Single-cell barcoding, library preparation, and single-cell RNA sequencing

After 2 days of increased (induction of strain) or inhibited (induction of strain + FAKI) mechanotransduction, collagen scaffolds were micro-dissected and enzymatically digested in a 50 mL conical tube containing 20 mL Collagenase, Type I (ThermoFisher) in PBS at a concentration of 5 mg/mL for enzymatic digest35. The cell-digest suspensions were constantly agitated (rotated) for a total of 1 h at 37 °C. The sample was then subjected to maximum speed on a vortex mixer (VWR) for 30 seconds to physically disrupt any tissue that had clumped together and thus maximize the tissue surface area exposed to enzymatic digestion at all times.

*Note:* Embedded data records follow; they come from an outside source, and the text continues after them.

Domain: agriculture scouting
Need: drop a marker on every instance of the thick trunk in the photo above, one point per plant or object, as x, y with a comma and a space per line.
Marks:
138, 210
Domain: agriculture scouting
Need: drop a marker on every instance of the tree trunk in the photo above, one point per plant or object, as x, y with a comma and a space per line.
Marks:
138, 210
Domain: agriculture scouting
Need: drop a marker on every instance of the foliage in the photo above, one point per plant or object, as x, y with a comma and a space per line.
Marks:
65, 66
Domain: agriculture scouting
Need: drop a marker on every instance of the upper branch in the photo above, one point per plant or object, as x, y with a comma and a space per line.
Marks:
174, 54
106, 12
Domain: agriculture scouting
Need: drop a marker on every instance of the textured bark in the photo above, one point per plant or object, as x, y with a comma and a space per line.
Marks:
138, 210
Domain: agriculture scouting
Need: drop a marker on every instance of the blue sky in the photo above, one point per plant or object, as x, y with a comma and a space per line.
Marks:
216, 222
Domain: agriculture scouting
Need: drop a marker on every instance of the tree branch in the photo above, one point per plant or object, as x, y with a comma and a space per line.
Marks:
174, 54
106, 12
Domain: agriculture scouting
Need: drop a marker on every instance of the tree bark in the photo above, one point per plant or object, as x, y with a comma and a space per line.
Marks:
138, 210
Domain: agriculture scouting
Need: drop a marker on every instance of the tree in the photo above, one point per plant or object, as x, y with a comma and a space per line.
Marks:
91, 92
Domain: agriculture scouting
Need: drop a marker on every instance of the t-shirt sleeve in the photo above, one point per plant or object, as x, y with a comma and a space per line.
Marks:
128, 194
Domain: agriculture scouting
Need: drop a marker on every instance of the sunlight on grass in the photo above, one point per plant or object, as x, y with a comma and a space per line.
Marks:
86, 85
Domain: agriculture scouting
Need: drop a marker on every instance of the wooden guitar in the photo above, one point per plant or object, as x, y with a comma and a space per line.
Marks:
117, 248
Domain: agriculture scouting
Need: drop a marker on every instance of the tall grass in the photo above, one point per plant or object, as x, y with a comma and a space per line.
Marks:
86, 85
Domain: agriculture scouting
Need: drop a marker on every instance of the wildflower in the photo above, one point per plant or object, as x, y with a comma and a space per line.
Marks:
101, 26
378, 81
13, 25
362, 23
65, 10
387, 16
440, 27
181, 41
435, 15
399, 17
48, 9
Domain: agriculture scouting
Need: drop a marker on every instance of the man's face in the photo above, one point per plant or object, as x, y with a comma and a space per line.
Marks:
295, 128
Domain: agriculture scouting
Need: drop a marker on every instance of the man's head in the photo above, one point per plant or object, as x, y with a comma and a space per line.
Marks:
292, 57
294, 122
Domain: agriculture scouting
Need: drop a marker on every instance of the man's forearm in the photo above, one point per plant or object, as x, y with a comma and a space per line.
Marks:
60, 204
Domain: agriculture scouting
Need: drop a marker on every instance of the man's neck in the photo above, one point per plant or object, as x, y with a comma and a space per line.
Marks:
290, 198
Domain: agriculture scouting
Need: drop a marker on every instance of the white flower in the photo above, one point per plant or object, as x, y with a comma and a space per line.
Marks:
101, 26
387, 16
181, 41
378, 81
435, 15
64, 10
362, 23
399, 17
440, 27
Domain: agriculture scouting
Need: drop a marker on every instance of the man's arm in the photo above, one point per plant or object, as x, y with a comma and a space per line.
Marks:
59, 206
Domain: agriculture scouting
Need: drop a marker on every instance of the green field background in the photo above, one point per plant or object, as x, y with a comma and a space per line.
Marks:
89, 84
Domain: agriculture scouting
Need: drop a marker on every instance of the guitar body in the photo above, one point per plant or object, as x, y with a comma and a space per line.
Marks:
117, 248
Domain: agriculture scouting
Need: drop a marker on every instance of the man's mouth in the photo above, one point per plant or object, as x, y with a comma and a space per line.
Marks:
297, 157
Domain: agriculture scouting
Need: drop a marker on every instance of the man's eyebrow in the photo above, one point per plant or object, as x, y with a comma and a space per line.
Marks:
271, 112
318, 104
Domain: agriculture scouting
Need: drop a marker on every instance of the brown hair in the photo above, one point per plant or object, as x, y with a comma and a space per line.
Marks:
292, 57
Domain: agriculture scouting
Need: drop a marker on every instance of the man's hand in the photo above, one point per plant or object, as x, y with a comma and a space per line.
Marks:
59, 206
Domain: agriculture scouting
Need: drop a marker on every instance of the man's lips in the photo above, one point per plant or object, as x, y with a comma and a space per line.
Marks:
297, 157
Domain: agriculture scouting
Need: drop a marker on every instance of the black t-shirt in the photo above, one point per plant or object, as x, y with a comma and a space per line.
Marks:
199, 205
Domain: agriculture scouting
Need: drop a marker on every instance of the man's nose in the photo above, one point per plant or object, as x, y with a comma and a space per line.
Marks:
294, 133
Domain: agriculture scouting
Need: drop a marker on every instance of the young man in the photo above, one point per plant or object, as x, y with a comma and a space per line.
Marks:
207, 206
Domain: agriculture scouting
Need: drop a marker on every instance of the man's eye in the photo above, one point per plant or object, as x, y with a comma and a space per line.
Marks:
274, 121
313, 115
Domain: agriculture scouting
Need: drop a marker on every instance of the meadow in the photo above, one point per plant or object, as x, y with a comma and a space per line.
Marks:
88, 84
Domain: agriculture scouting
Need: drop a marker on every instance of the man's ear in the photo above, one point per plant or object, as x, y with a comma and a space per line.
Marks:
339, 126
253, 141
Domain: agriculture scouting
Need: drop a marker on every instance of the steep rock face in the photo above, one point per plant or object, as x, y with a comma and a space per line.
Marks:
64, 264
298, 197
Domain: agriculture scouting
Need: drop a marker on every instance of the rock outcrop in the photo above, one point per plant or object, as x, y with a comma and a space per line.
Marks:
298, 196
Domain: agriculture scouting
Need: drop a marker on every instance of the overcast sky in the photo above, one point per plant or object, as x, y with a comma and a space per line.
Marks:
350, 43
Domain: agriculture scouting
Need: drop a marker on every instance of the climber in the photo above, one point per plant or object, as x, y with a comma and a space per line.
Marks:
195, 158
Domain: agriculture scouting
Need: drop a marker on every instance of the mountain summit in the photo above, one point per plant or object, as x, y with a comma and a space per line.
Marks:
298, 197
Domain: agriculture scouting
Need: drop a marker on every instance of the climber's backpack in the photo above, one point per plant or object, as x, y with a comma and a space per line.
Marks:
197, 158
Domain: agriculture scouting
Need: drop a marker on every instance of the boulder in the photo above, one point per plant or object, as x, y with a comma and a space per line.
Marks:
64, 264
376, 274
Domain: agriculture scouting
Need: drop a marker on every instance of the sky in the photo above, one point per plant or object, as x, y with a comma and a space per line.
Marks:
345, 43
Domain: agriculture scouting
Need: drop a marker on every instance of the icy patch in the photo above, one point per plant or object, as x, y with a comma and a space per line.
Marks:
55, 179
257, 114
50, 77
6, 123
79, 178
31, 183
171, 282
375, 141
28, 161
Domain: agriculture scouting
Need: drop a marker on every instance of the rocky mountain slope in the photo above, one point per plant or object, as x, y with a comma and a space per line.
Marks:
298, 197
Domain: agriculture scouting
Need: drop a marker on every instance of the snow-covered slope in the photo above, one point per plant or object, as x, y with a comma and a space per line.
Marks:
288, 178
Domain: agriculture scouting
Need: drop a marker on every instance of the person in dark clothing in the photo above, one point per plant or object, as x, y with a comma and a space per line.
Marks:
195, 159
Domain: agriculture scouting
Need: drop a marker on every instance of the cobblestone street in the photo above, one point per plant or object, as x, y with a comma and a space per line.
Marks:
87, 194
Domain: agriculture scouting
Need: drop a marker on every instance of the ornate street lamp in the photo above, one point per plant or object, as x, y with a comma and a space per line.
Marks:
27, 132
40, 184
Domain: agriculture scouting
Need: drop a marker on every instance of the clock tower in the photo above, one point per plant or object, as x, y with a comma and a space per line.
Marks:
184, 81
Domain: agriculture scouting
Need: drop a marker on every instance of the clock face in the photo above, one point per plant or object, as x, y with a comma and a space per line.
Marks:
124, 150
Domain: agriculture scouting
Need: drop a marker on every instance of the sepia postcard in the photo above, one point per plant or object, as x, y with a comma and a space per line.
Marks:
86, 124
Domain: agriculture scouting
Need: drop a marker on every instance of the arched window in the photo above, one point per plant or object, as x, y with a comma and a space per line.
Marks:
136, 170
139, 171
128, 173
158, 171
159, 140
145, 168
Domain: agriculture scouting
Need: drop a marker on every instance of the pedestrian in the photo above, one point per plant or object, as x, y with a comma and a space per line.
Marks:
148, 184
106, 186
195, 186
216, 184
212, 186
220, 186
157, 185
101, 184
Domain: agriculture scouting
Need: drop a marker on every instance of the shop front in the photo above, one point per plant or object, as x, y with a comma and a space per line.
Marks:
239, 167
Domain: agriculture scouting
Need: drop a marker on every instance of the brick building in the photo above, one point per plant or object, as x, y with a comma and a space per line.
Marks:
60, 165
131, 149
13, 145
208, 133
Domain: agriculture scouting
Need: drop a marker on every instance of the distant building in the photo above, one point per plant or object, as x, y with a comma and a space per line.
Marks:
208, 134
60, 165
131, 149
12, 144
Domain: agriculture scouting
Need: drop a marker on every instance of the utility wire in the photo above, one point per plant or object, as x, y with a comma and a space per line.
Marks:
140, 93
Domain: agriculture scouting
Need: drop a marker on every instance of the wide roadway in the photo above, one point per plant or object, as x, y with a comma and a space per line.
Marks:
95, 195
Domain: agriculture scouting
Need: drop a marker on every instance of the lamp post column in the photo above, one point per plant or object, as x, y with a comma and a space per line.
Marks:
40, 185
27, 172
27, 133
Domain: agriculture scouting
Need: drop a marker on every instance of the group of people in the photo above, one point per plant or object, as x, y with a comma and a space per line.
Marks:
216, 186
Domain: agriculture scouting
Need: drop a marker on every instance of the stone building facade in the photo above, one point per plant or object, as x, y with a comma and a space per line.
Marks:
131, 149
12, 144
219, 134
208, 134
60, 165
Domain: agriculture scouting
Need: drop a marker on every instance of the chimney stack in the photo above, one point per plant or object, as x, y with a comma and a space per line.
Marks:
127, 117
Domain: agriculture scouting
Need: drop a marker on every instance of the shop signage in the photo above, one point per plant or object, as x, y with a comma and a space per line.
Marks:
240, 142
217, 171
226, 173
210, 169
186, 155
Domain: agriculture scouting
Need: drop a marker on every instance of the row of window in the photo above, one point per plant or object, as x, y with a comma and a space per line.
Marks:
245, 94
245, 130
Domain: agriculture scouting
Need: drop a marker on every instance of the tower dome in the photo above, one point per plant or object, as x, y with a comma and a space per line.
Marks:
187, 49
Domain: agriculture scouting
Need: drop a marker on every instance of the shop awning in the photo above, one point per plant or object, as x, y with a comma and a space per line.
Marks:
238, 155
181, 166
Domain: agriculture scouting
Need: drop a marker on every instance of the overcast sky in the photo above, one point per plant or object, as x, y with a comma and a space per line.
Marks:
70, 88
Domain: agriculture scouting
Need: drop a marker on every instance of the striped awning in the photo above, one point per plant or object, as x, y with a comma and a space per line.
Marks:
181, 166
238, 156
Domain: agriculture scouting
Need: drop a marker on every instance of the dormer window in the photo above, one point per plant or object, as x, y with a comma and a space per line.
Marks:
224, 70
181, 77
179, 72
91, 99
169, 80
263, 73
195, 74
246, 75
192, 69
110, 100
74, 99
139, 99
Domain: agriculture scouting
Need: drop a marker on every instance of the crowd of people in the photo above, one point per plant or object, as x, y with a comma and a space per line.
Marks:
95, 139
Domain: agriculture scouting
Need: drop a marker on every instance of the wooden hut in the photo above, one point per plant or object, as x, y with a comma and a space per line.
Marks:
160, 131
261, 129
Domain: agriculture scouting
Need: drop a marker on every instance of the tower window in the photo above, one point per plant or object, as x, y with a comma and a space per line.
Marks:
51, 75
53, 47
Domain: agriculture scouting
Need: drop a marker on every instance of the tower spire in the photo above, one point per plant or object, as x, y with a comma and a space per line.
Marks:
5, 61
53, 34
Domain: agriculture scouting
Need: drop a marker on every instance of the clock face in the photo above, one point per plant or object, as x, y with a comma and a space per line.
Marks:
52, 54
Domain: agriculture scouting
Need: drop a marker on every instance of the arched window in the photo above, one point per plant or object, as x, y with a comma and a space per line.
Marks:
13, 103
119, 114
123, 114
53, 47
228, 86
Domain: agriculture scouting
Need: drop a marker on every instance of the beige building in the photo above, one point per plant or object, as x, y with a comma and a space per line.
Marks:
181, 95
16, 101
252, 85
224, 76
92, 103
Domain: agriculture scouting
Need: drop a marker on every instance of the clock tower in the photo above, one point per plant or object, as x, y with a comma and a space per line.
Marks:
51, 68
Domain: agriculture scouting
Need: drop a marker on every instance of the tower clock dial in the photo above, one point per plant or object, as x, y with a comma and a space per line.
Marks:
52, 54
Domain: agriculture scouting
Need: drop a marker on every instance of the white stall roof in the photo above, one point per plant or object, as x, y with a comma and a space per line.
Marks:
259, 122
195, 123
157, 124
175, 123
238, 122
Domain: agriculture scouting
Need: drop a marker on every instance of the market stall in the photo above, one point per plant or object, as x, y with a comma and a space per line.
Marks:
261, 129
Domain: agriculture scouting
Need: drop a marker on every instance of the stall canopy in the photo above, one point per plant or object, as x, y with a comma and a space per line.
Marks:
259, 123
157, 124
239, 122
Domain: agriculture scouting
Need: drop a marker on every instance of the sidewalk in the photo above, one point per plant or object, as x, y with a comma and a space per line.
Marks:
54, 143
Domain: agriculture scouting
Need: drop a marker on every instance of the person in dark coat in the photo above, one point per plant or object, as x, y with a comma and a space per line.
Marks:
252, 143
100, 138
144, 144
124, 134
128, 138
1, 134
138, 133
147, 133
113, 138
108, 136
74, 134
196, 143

The cellular and enzymatic solution was then pipetted through a 100 µm Nylon cell filter (Fisher-Scientific) into a new conical tube, and 20 mL of 10% FBS DMEM was added through the filter to quench the enzymatic reaction and release any cells trapped within the filter, maximizing downstream cell yield. Solutions were then spun at 300 × g for 8 min at 4 °C in a centrifuge to pellet the cells, resuspended in 20 mL 10% FBS DMEM, and passed through a 70 µm Nylon cell filter. A 20 mL solution of 10% FBS PBS (FACS Buffer) was added through the filter to collect the remaining cells.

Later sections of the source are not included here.